Spiders are remarkable creatures particularly the way they reproduce. In male spiders there is no internal connection between where the sperm is produced and the organ which delivers it to the female, the palp. Palps are two hairy appendages (they look like small legs) that protrude from the front of the spider. Among other things the palp acts as a siphon to collect the sperm from the male abdomen (or from a silk sac into which the sperm is deposited), and as a device to deposit that sperm into one or both female spermathecae (sperm storage containers), where the sperm can remain viable for up to two years.

I was reminded of this when I got a call last week from Michelle at Yea High School wanting to know whether I wanted to come over and photograph some Redback Spiders (Latrodectus hasseltii) outside a science block window. The sperm transferring process sounds pretty straight forward until you look at the size discrepancy between male and female redbacks (see photo below). The standard image of a black spider with a red hourglass marking is that of the female spider. Male redbacks (pictured above left) look entirely different and are way smaller.

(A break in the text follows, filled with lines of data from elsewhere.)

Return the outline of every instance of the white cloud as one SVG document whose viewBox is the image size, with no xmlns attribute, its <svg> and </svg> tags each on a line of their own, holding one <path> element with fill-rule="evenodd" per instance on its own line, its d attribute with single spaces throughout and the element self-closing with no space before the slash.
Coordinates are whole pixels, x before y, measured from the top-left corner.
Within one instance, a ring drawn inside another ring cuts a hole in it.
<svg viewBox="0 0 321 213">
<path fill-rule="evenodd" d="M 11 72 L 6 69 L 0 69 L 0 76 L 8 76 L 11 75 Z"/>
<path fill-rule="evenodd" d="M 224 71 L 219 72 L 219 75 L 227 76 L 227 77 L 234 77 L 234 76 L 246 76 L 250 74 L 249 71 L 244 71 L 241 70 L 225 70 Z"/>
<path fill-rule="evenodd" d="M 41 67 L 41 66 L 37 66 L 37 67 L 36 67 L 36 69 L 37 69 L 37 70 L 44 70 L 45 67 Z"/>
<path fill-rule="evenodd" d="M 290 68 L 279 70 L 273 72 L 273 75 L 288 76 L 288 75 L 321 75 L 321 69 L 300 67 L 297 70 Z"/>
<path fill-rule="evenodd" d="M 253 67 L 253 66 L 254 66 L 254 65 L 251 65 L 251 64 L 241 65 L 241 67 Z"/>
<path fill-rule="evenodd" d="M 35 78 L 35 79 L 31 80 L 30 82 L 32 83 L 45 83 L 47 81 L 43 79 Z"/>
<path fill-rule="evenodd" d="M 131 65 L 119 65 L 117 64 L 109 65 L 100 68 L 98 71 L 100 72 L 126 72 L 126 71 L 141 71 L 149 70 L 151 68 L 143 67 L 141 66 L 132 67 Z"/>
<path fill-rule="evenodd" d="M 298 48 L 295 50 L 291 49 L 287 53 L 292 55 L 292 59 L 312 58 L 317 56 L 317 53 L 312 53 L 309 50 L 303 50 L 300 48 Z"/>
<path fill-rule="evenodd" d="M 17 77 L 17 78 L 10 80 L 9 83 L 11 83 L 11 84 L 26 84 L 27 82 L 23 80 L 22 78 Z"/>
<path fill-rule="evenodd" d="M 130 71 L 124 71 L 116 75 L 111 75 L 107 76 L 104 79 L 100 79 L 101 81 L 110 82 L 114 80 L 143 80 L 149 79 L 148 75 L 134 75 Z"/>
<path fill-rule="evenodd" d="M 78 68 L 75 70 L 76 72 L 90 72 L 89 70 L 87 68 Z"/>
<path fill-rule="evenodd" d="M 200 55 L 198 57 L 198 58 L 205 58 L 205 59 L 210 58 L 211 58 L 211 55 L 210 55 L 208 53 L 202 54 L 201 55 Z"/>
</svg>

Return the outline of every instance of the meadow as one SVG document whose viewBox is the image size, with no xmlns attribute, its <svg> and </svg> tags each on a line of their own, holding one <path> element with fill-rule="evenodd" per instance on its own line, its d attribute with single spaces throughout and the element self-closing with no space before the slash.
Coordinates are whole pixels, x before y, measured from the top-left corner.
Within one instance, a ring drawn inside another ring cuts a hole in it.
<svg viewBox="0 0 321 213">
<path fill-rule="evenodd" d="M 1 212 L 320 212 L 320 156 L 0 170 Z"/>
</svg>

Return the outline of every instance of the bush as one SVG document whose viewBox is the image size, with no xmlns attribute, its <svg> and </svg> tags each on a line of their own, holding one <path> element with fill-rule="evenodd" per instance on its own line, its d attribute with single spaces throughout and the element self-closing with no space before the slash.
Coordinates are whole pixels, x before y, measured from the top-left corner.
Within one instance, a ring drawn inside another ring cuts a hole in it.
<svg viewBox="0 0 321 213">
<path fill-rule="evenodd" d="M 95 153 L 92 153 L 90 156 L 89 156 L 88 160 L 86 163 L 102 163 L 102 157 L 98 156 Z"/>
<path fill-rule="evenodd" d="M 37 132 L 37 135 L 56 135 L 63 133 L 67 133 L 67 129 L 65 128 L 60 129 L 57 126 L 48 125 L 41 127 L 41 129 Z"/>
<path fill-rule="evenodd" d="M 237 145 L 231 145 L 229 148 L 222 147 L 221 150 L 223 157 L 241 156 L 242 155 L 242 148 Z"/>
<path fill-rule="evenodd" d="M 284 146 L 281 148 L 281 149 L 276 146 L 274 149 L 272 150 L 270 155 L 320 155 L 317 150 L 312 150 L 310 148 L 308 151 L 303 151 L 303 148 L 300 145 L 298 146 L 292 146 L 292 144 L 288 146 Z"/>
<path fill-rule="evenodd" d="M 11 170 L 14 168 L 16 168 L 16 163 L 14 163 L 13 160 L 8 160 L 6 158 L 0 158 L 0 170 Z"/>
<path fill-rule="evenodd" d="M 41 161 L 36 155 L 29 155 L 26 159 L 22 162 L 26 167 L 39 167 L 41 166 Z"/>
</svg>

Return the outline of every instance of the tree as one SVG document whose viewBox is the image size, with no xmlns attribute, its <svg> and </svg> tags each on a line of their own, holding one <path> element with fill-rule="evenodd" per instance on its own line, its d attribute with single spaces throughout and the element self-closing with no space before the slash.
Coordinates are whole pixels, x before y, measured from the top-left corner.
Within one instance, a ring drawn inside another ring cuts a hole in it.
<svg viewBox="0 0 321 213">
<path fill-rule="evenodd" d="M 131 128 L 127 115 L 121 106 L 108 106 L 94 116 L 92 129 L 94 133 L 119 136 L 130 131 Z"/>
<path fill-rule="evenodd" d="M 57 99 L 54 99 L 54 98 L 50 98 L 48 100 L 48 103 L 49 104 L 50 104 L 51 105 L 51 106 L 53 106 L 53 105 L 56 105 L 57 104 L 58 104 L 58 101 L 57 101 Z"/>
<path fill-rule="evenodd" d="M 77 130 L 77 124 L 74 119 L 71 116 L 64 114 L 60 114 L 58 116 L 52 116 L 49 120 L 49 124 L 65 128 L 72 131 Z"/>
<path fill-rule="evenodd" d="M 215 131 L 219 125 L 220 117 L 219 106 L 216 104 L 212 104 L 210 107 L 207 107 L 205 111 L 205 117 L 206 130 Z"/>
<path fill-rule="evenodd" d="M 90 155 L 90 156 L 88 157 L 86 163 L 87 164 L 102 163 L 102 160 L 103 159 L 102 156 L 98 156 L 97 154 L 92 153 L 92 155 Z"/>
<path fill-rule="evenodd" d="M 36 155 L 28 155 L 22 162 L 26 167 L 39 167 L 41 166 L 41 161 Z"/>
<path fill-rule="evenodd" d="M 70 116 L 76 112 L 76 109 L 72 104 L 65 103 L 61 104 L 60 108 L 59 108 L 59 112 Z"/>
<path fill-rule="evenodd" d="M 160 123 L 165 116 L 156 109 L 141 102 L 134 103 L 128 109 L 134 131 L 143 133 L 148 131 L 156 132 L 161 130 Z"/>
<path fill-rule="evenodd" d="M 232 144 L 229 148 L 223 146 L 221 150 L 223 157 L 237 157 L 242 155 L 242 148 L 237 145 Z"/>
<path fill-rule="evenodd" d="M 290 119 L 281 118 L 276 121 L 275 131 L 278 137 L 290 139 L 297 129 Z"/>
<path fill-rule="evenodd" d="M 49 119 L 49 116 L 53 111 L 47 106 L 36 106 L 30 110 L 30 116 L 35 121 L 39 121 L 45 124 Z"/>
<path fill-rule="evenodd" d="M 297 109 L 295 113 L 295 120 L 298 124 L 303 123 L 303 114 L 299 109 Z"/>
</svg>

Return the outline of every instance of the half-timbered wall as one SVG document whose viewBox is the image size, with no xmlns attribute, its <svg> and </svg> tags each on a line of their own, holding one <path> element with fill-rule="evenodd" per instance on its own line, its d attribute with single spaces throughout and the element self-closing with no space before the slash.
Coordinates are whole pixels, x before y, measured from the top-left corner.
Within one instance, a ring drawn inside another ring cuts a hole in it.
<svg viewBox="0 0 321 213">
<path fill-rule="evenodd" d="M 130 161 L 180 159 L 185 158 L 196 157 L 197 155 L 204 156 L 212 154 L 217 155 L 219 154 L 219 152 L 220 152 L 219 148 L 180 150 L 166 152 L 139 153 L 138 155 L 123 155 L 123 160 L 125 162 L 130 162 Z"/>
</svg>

Male (left), hidden female’s legs (top centre), egg sac (top right)

Male wrapping up prey

The redback spider provides one of the few examples in nature where the male actively participates in sexual cannibalism by offering himself to be eaten during mating. It is thought that this prolongs the mating process therefore increasing the quantity of sperm transferred. It is also thought to increase the chance of its sperm being used for reproduction (and not another male’s) by decreasing the probability that the female will mate again (no sex on a full stomach!) thereby ensuring its genetic line.

It sounds incredible but it’s not palp fiction.